Sydney Gill, a 19-year-old student at Rice University in Houston, is thinking about the same thing that has been following her everywhere lately as she scrolls through job postings on her laptop in a lecture hall. In high school, she had high hopes for AI. Choosing a college major has now caused the optimism to turn into something more akin to anxiety. “I feel like anything that I’m interested in has the potential of maybe getting replaced,” she stated, “even in the next few years.”
Her conflicted feelings are not unusual. A recent Gallup poll claims that it is essentially the defining emotional stance of a whole generation.
| Field | Details |
|---|---|
| Report Name | “The AI Paradox” — Voices of Gen Z study |
| Published By | Gallup, Walton Family Foundation, GSV Ventures |
| Survey Date | February 24 – March 4, 2026 |
| Sample Size | 1,572 Gen Z individuals ages 14–29 |
| Gen Z Definition | Born 1997–2012; currently ages 14–29 |
| Weekly AI Usage | 51% use generative AI at least weekly (unchanged from 2025) |
| Daily AI Usage | 22% use AI daily |
| Excitement Decline | Down 14 percentage points to 22% |
| Hopefulness Decline | Down 9 percentage points to 18% |
| Anger Increase | Up 9 percentage points to 31% |
| Anxiety | 42% (steady from 2025) |
| Curiosity | 49% — most commonly reported emotion |
| Learning Concern | 80% believe AI will make learning more difficult in the future |
| Cognitive Doubt | 46% believe AI helps them learn faster (down from 53% in 2025) |
| Workplace Risk Concern | 48% of employed Gen Z say risks outweigh benefits (up from 37% in 2025) |
| Human Work Trust | 69% trust work produced by humans; only 28% trust AI-assisted work |
| AI Idea Generation | Only 31% believe AI helps them come up with new ideas (down from 42%) |
| School AI Policies | 74% of K-12 students report school has AI rules (up from 51% in 2025) |
| Lead Researcher | Zach Hrynowski, Senior Education Researcher, Gallup |

More than 1,500 Americans between the ages of 14 and 29 participated in the survey, which was published in April 2026 by Gallup in collaboration with the Walton Family Foundation and GSV Ventures. The headline statistic, which states that 51% of Gen Z uses generative AI at least once a week, is unchanged from 2025. Nothing is growing. No retreat. a plateau. However, the emotional picture beneath that steady usage figure has changed in ways that should make the biggest proponents of the technology take notice.
Over the previous year, enthusiasm for AI fell 14 percentage points to 22%. Hopefulness dropped nine points to eighteen percent. Anger increased to 31%, a nine-point increase.
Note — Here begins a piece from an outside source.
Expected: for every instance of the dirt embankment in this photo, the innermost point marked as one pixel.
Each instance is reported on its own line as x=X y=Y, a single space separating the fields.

Anxiety predominated in 2025, with a counterbalance of excitement and hope. That counterweight has essentially crumbled in 2026. Curiosity is currently the most prevalent emotion (49 percent), which seems almost neutral until you consider that anxiety (42 percent) and anger (31 percent) rank second and third, respectively. It doesn’t exactly fit the description of a generation eagerly racing toward a future mediated by AI.
Where the shift is occurring is what makes the data so striking. Even regular AI users, who are the most familiar and involved group, have shown quantifiable declines in positivity. Over the course of the year, their enthusiasm decreased by eighteen points. Their optimism dropped by 11 points. These individuals use ChatGPT or a comparable program on a daily basis, but they are becoming less certain that it is beneficial to them.
The pattern, according to Gallup senior education researcher Zach Hrynowski, is a generation that recognizes necessity but resists enthusiasm. They’re not giving up. They feel compelled to stay. Young people’s comments during interviews perfectly capture it: they see requirements to be at ease with ChatGPT or Gemini when they look at job listings. They read headlines about the professions most vulnerable to automation when they are trying to decide what to major in. They still carry its number on their phone even though the tool that was meant to be a useful assistant has begun to feel like a rival.
The skepticism’s learning component is especially acute. Eighty percent of Gen Z think that learning will become harder rather than easier in the future due to the use of AI tools. In just one year, the percentage of people who believe AI speeds up learning dropped from 53 to 46. Just 31% of respondents think AI helps them generate new ideas, compared to 42% the year before. Those who have chosen to reject the technology do not hold these opinions. These are the opinions of those who use it frequently and are becoming more concerned about the effects it is having on their brains.
As these figures mount, there’s a sense that the gap between how young people perceive AI and how it’s being marketed to them—as a productivity booster, a competitive necessity, or a skill to master—has been widening for some time, and someone has finally asked the right questions to bring it to light. It turns out that the generation that was meant to be AI’s most natural constituency is actually its most conflicted. I’m still using it. Still intrigued. simply no longer believing the narrative.